How do international treaties influence states that have not ratified a given treaty? In the BEYOND project, this theoretical and empirical puzzle is addressed through a focus on the primary international legal instrument(s) providing for the protection of the world’s refugees – the 1951 Convention Relating to the Status of Refugees and its 1967 Protocol Relating to the Status of Refugees (the Refugee Convention). This Convention is the ‘magna carta’ of international refugee law, and the primary basis upon which asylum seekers make their claims to the majority of host states today.

The 1951 Convention also represents a paradigmatic hard case by which we may examine the indirect effect of international conventions. Not only is the question of refugee protection widely politicized and states are now openly questioning the Convention’s continued relevance, many of the world’s top refugee-hosting countries have neither signed nor ratified this convention. While the majority of the world’s states are parties to the 1951 Convention, more than forty members of the United Nations are not. The international refugee regime views these states as an ‘exception’.

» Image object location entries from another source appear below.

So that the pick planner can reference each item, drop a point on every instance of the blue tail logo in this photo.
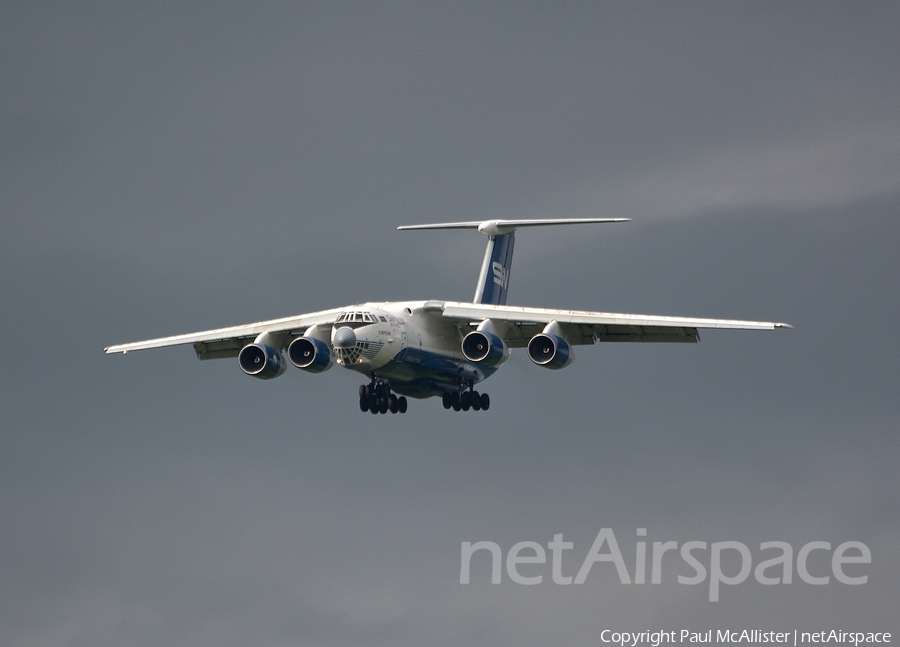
(494, 279)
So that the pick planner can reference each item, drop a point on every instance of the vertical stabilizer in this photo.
(493, 282)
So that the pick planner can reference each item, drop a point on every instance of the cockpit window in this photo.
(356, 317)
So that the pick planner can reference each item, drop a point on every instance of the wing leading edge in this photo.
(227, 342)
(582, 327)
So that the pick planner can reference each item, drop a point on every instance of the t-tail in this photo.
(493, 281)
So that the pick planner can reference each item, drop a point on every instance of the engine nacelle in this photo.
(310, 354)
(550, 351)
(485, 348)
(262, 361)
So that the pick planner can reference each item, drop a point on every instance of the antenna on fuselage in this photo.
(493, 281)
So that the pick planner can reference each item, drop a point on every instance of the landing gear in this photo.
(465, 400)
(377, 398)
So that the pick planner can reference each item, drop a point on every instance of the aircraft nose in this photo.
(344, 338)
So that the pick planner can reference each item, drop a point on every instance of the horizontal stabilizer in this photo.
(496, 227)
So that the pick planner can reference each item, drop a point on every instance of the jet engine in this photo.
(485, 348)
(550, 351)
(310, 354)
(262, 361)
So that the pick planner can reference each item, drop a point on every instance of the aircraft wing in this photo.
(228, 342)
(581, 327)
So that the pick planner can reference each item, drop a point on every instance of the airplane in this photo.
(421, 349)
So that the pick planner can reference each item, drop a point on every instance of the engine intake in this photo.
(485, 348)
(262, 361)
(310, 354)
(550, 351)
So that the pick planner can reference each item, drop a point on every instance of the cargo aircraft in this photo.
(420, 349)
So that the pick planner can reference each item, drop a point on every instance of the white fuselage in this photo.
(408, 344)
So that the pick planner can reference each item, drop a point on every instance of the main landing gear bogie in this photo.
(465, 400)
(377, 398)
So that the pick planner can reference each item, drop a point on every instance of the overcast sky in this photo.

BEYOND’s overall objective is to reconsider the impact of international refugee law by developing the first genuinely global and empirically based theoretical framework for understanding the behavior and position of states not party to the 1951 Convention. From this follows BEYOND’s secondary objective: to expose, and through the developed framework, analyze the various ways non-signatory states relate to the international refugee regime, i.e. the instruments and institutions of refugee protection with the Refugee Convention and the United Nations High Commissioner for Refugees (UNHCR) as cornerstones.

Two overarching questions guide this project:

  1. What is the influence of the 1951 Refugee Convention in non-signatory states?

  2. How do these non-signatory states engage with and help create the international refugee law regime?

BEYOND consists of six inter-related sub-projects aimed at examining the relation between non-signatory states and international refugee law on the global, national and local level. Sub-project 1 investigates UNHCR’s statutory duty to promote accession to the 1951 Convention and the processes of state ratification, while sub-projects 2-5 are empirical case studies in Turkey, Lebanon, Pakistan and Bangladesh. Sub-project 6 is crosscutting and synthesizes, integrates and conceptualizes the project’s findings in an edited collection aimed at being a key resource in the field of international refugee law.

The BEYOND project is funded by the European Union's Horizon 2020 research and innovation programme under grant agreement No 851121 (ERC Starting Grant 2019). The project will run between 2021 and 2026.